Jazz and the Civil Rights Movement

It would be hard to overestimate the role of music in the civil rights movement. The vernacular forms of jazz, blues, and spirituals – along with their extensions such as Motown and soul music – all provided cultural resistance and spiritual sustenance in the 1950s and 1960s. The same year as Martin Luther King's "I Have A Dream" speech, a now familiar soundtrack featuring John Coltrane’s “Alabama" (an elegy for the four girls murdered in Birmingham), Martha and the Vandellas’ “Dancing in the Streets,” and Sam Cooke’s “A Change Is Gonna Come” all invoked a musical useable past to register a national public Black presence. That year also saw the publication of Leroi Jones’s Blues People, the first work to analyze African-American vernacular musics as art forms capable of representing Black thought and resistance in each historical stage. In his influential collection of essays published the following year, Shadow and Act (1964), Ralph Ellison testified to the cultural leadership of swing-era jazz musicians such as Count Basie, Jimmy Rushing, Lester Young, and Charlie Christian from the Harlem Renaissance and on up through the Cold War and the freedom struggle.

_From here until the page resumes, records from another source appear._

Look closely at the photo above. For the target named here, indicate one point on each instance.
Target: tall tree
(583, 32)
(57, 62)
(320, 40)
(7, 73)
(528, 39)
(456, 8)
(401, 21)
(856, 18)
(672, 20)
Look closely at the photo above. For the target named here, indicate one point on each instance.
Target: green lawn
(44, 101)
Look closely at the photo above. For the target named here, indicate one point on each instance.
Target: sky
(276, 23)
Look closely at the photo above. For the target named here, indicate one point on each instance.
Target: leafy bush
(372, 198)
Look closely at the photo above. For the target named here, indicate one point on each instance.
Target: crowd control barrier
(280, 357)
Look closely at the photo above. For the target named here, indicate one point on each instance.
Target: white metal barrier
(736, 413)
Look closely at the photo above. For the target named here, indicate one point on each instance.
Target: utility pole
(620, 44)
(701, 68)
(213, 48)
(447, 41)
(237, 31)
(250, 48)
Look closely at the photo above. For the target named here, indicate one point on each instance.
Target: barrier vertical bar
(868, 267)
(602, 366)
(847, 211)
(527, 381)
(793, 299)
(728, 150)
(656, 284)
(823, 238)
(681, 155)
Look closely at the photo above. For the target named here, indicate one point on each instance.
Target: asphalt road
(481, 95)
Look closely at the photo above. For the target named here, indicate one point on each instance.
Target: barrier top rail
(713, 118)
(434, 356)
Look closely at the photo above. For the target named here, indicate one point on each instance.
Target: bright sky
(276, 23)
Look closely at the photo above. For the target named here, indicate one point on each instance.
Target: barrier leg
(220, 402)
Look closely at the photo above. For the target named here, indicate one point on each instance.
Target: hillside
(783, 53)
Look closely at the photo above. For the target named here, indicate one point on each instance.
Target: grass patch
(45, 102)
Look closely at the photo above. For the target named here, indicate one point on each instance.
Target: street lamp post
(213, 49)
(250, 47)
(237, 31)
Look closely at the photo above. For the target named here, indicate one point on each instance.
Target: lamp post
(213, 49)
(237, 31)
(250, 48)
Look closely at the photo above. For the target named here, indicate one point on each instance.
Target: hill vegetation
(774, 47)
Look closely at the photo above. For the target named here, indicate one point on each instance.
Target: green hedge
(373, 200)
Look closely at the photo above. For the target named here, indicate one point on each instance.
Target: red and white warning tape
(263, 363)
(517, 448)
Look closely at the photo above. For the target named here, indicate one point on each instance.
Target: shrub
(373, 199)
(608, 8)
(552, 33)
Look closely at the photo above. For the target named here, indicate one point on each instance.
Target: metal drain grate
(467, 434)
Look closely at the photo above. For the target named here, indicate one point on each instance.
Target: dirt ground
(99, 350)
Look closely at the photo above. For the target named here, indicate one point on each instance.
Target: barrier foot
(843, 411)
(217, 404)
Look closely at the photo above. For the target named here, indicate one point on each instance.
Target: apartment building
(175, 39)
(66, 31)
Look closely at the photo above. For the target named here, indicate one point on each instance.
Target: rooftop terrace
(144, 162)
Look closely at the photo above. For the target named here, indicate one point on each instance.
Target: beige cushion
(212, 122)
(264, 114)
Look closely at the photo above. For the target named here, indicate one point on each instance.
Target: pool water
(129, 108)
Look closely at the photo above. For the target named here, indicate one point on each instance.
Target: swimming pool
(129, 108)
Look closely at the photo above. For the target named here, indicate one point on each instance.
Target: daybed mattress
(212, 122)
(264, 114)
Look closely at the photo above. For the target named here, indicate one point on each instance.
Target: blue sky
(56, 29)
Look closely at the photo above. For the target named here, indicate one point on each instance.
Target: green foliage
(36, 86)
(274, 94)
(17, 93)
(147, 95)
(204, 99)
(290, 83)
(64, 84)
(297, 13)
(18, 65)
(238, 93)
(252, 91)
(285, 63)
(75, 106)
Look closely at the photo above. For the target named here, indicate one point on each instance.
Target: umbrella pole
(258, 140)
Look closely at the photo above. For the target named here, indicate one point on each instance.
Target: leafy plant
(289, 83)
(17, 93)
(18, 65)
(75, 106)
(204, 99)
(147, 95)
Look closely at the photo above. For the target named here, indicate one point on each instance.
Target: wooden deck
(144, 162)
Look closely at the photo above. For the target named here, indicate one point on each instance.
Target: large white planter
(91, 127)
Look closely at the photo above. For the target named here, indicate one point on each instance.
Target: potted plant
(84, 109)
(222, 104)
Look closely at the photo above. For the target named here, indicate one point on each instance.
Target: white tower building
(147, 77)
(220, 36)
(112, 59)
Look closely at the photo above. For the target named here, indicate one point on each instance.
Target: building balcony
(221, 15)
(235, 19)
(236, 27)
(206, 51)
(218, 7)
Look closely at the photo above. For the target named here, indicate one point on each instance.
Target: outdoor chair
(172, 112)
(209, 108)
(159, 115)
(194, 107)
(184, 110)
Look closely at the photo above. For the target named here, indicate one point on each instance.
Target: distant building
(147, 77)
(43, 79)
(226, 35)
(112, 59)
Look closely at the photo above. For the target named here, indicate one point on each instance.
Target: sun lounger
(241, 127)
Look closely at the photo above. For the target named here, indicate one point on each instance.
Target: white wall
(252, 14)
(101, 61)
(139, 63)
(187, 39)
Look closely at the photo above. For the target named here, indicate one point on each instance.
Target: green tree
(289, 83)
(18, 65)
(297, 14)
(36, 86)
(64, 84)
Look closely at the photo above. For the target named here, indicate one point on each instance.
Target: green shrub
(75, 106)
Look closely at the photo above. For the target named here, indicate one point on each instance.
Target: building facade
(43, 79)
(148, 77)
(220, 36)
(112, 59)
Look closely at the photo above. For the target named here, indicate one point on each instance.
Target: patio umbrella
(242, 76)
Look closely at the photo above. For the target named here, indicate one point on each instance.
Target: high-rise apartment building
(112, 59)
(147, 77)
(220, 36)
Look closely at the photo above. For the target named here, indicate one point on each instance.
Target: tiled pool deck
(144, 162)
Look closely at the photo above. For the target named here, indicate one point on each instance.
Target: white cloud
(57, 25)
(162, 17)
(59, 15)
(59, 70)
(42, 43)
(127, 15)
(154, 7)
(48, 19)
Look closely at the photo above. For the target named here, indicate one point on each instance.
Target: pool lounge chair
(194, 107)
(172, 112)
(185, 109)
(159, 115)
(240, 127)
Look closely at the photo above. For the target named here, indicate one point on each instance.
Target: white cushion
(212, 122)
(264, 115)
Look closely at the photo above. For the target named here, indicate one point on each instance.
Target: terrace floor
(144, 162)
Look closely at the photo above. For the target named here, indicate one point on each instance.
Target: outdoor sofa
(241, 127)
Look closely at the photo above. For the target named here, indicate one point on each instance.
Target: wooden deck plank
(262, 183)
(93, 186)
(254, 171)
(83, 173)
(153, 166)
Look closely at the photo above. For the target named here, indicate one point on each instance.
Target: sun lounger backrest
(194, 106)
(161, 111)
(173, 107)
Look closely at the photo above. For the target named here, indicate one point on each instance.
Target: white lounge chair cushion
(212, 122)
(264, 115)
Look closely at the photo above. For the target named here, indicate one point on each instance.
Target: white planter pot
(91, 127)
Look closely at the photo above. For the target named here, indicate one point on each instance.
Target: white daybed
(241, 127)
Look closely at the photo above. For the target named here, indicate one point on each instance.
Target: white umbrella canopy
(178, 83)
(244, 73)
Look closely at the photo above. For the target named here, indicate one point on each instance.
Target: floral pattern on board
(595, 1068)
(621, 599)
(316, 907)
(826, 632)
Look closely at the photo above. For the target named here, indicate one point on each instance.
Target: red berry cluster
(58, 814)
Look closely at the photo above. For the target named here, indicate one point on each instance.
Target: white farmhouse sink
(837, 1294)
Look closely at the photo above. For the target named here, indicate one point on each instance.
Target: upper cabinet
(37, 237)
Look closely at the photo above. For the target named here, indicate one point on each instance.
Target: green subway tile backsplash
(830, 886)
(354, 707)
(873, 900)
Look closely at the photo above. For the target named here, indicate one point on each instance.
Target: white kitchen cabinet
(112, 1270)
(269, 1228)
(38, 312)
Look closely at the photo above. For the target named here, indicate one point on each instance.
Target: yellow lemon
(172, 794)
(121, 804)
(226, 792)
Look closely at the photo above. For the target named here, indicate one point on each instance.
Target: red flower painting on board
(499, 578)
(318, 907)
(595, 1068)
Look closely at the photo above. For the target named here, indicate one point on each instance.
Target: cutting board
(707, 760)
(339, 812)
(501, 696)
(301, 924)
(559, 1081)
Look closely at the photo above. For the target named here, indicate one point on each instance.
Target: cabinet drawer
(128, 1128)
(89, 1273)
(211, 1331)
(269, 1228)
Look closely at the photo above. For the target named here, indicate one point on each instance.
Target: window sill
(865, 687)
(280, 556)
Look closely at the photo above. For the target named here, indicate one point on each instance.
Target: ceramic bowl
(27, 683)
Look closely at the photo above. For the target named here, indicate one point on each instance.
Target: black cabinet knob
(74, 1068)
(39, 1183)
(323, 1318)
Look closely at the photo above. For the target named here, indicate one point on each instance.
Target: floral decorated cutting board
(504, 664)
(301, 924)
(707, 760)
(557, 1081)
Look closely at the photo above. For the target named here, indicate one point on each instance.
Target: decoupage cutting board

In the 1950s and early 1960s, the melding of the personal, political, and racial aspects of freedom were explicit in albums such as Sonny Rollins’ Freedom Suite (1958), Max Roach’s We Insist: Freedom Now Suite (1960), and Art Blakey and the Jazz Messengers’ The Freedom Rider (1961), as well as in Charles Mingus' thematic compositions such as “Fables for Faubus” and “Freedom.” In addition, many jazz musicians – especially drummers such as Art Blake and Max Roach — traveled to Africa to bring jazz back to its ancestral roots.